Earlier this summer, the Supreme Court refused to grant leave to appeal from the Ontario Court of Appeal’s decision of InStorage Limited Partnership and InStorage Trustee Corp. v. Matthew Brady Self Storage Corporation. In refusing to grant leave, the Supreme Court implicitly approved the Court of Appeal’s holding that specific performance is an appropriate remedy for vendors of commercial properties when buyers back out of a deal.

The key legal issue in Matthew Brady was whether a vendor could compel a buyer to complete a purchase where the property itself is not unique, which is habitually the key consideration in granting specific performance. The court ruled that where a vendor seeks specific performance, the focus is not on the uniqueness of the property. Rather, the appropriateness of specific performance depends on the special character and circumstances of the transaction and the subject matter of the contract viewed more broadly. This is a threefold test dependent on the circumstances of the case. It considers whether, looking at the contract as a whole: (i) damages will afford the vendor an adequate remedy; (ii) the vendor has established a fair, real and substantial justification for specific performance; and (iii) the equities between the parties favour a granting of specific performance.

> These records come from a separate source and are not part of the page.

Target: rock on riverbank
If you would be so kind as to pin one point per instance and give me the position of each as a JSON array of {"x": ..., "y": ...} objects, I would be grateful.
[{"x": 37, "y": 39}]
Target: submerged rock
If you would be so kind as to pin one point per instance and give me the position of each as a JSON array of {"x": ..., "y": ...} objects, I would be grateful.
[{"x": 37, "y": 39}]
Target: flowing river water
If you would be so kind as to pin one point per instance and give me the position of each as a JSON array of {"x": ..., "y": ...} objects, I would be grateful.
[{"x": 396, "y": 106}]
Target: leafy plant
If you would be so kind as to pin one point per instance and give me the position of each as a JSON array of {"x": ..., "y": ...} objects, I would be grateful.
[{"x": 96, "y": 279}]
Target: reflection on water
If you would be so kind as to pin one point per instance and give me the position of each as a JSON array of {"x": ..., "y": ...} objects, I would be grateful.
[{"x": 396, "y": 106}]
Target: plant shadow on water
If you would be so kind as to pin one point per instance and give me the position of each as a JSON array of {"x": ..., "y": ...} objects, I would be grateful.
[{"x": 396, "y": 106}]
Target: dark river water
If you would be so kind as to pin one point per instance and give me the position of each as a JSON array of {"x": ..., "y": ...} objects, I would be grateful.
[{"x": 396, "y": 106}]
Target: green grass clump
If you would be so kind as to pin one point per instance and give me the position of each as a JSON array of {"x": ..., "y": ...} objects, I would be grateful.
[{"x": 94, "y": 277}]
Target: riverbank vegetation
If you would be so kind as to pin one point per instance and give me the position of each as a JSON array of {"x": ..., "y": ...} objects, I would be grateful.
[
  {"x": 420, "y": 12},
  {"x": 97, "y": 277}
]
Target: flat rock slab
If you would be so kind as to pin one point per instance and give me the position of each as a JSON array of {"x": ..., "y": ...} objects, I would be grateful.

The plaintiff satisfied the test in Matthew Brady. Some of the factors the court looked at to ground the special character of the transaction as a whole included that: the plaintiff renovated the property according to the defendant’s specifications in preparation for the sale; the defendant had managed the facility poorly; the plaintiff would not have bought the property but for its agreement with the defendant to buy it; and the defendant was always intended to be the sole owner of the property. Fairness dictated this result.

This is a significant decision in property litigation. In the past, courts commonly ordered specific performance only where a property was itself unique. Commercial properties, like the one at issue in Matthew Brady, are usually available in mass quantities and it is more difficult to prove they are unique. Since the test for specific performance traditionally turns principally on the uniqueness of the property itself, vendors had a harder time obtaining this remedy than purchasers and relied on exceptional circumstances. Purchasers could more readily argue that a property is “unique” for the specific purposes of the purchase (e.g. a special family home or farm), in that a ready substitute cannot be found.

Where a vendor or a purchaser wants to back out of or renegotiate the terms of a binding property deal, litigation is obviously an option. If there is a firm deal, courts can award damages or compel specific performance, which may now be a more viable remedy for vendors. In all cases, clients are encouraged to carefully determine if specific performance may be available on their facts or if it is best to seek damages.